The US national guidelines for the diagnosis and management of asthma have been updated this week as a result of the most comprehensive review of the last 10 years. Issued by the National Asthma Education and Prevention Program (NAEPP), the clinical guidelines explain the importance of asthma control and introduce new monitoring approaches.

Called Expert Panel Report 3 (EPR-3): Guidelines for the Diagnosis and Management of Asthma – Full Report, 2007, the guide is available from the National Heart, Lung and Blood Institute (NHLBI) who coordinated the NAEPP expert panel that overhauled the document to reflect the latest scientific advances. The panel comprised 18 unpaid experts chosen for their scientific and clinical knowledge and experience.

NHLBI Director Dr Elizabeth G. Nabel said:

“Asthma is one of the most common health problems in the United States, and it can significantly affect patients’ lives, at school, at work, at play, and at home.”

“It is essential that asthma patients benefit from the best available scientific evidence, and these guidelines bring such evidence to clinical practice,” added Nabel.

EPR-3 expands on the management of childhood asthma (with an extra age group), covers new medications, explains how to measure and monitor asthma, recommends how to educate patients outside of the doctor’s surgery and advises how to control environmental triggers of the condition and other things that can make it worse.

It explains how to select the best treatment based on the needs of the patient and the level of control required. EPR-3 stresses that although asthma can be controlled, it can change over time and is different in different people and age groups. Regular monitoring is important as is adjusting the treatment as the patient’s needs change.

Chairman of the Expert Panel, and chairman of the University of Wisconsin Department of Medicine, Dr William W. Busse said:

“The goal of asthma therapy is to control asthma so that patients can live active, full lives while minimizing their risk of asthma exacerbations and other problems.”

Speaking about the expanded sections of the guide which build on previous editions in 1991 and 1997 and bring in new topics released in 2002, Busse said that:

“Overall, these components have stood the test of time, and many of the earlier recommendations have been solidly confirmed by additional research throughout the years.”

One such example is the medications section, as Busse goes on to explain:

“For instance, inhaled corticosteroids are still the best long-term control treatment for asthma patients of all ages because we have even stronger evidence that they are generally safe and are the most effective medication at reducing inflammation, a key component of asthma.”

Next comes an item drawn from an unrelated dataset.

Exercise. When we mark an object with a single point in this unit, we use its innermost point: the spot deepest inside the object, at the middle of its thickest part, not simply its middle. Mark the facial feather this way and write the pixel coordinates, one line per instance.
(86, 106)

The main updates in the new EPR-3 guidelines cover:

  • Assessing and Monitoring: now includes multiple measures of impairment (for example symptom frequency and intensity, low lung function, and limitation of daily activity) and the need to assess future risk (exacerbations, loss of lung function, medication side effects).
  • Educating Patients: stresses importance of teaching self-monitoring and management, using a written action plan (including daily instructions and how to recognize when the asthma is getting worse). Recommends expanding outreach to include pharmacies, schools, community centres, and patients’ homes.
  • Controlling Environmental Triggers and Other Conditions: expands on how to limit exposure to allergens and other substances. Describes how treating other chronic conditions can help control asthma such as rhinitis and sinusitis, gastroesophageal reflux, overweight or obesity, obstructive sleep apnea, stress and depression.
  • Using Medication: emphasizes that overall approach to asthma control should be stepwise and in terms of medication this means doses and types should be stepped up as needed. This also means they should be stepped down as needed too. Patients with persistent asthma (symptoms more than twice a week in the day or more than twice a month at night) need both long term and quick relief medications. Reaffirms inhaled corticosteroids as the most effective long-term control medication for all ages and recommends a range of new treatment options using other drugs.
  • Stepwise Management Charts: these now cover three age groups, 0-4 years, 5-11 years, and 12 years and over. The 5-11 group is new, before it was merged with adults but new evidence on medication effects shows children don’t respond in the same way as adults.
  • Research and Asthma Management Improvements: updates on current research programmes, monitoring asthma in new ways such as testing using sputum and exhaled air, tailoring treatment based on genetic makeup.

Director of the NHLBI Division of Lung Diseases, Dr James Kiley said there was a move toward personalizing treatment because:

“Research is beginning to help us identify genes that influence how well certain patients respond to certain asthma medications.”

The US Centers for Disease Control and Prevention (CDC) estimates that 22 million Americans have asthma, including 6.5 million children under 18.

Asthma is a chronic but treatable condition that narrows the airways and makes breathing difficult at times. If untreated it can severely limit a person’s life, lead to exacerbation and hospitalization and in severe cases, death. According to the CDC some 4,000 Americans die every year from asthma exacerbations.

A summary of EPR-3 is expected later this year.